Chancery Division
Griffin v Higgs and others
[2018] EWHC 2498 (Ch)
2018 June 26, 27; Oct 3
Stephen Jourdan QC sitting as a deputy High Court judge
Executor and AdministratorExecutorCostsClaim for executors to be replaced by independent administrator as conflict of interestExecutors resisting claim but taking neutral stance shortly before hearingClaim successful and executors ordered to pay claimant’s costs up to hearing dateExecutors denied indemnity from estateExecutors appealing costs orderCorrect approach

The claimant did not consider that the executors of her mother’s estate would be sufficiently independent regarding the necessary investigations into transactions and documents entered into by her mother as they had been involved in some of them personally. She brought a claim for the executors to be replaced by an independent administrator. The beneficiaries under the will applied to be, and were, joined as defendants to the claim. Up until the date of the hearing of the claim, the executors actively opposed their removal but shortly before the hearing date they dropped their opposition and took a neutral stance. The claim was successful and the deputy master gave a judgment on costs. The costs order divided liability into two periods; the period up to the date of the hearing (“the first period”) and the costs incurred after that date (“the second period”). The deputy master ordered, inter alia, that the executors were not entitled to any indemnity from the estate in respect of their own costs either before or after the hearing date. He also ordered that the executors pay the claimant’s costs for the first period. The executors appealed on the basis that the deputy master had misdirected himself in relation to the correct approach to costs in a number of respects. They claimed that they were entitled to an indemnity from the estate in respect of their costs unless they had acted unreasonably in resisting the claim and that they should only be ordered to pay the costs of the successful claimant if a higher threshold of unreasonable behaviour had been crossed, namely, if their conduct had been wholly indefensible. The executors also claimed that they should have received an indemnity from the estate for their costs of the second period, when their position was that they were neutral as to the outcome of the claim.

On the executors’ appeal—

Held, appeal allowed in part. It was right to say that, if there was a conflict of interest and duty which justified the trustee’s removal, and the trustee unsuccessfully resisted removal, the court might normally be expected to deprive the trustee of his indemnity and order him to pay the costs. The phrase “might normally” was clear that it would, in every case, be a question of whether the trustee had acted unreasonably in resisting his removal. The phrase did not mean more than that. In respect of the costs of the second period, the master erred.
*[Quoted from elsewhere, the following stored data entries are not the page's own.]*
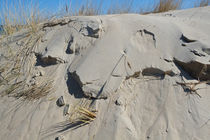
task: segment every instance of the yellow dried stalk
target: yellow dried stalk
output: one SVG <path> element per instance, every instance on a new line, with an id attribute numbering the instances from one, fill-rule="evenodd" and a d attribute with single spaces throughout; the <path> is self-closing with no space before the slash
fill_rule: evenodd
<path id="1" fill-rule="evenodd" d="M 77 117 L 76 121 L 74 121 L 81 122 L 81 126 L 84 124 L 89 124 L 96 119 L 96 113 L 84 107 L 79 107 L 76 112 L 78 113 L 79 117 Z"/>
<path id="2" fill-rule="evenodd" d="M 90 116 L 92 118 L 96 118 L 96 114 L 92 111 L 89 111 L 83 107 L 80 107 L 79 108 L 79 112 L 83 113 L 84 115 L 87 115 L 87 116 Z"/>

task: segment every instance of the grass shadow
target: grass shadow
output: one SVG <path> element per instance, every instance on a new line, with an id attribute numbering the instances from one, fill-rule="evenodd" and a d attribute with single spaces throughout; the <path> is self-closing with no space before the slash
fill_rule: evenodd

If executors unreasonably resisted an application to remove them, but then changed their stance and became neutral as to the outcome of the application, any reasonable costs which were reasonably incurred by them thereafter would generally not be due to their previous unreasonable resistance, but to events occurring after that resistance had been abandoned. If they incurred costs because the claim continued due to a defence mounted by others, rather than because of their own previous defence, they should not be deprived of their indemnity in respect of those costs simply because, in the past, they unreasonably resisted the claim. Accordingly, the executors’ appeal in respect of the costs of the second period was allowed, but otherwise their appeal was dismissed (paras 129, 152, 155).

Elspeth Talbot Rice QC instructed by (Withers llp) for the beneficaries.

Angus Burden (instructed by Higgs & Sons, Brierley Hill) for the executors.

Alexander Learmonth instructed by (Bircham Dyson Bell llp) for the claimant.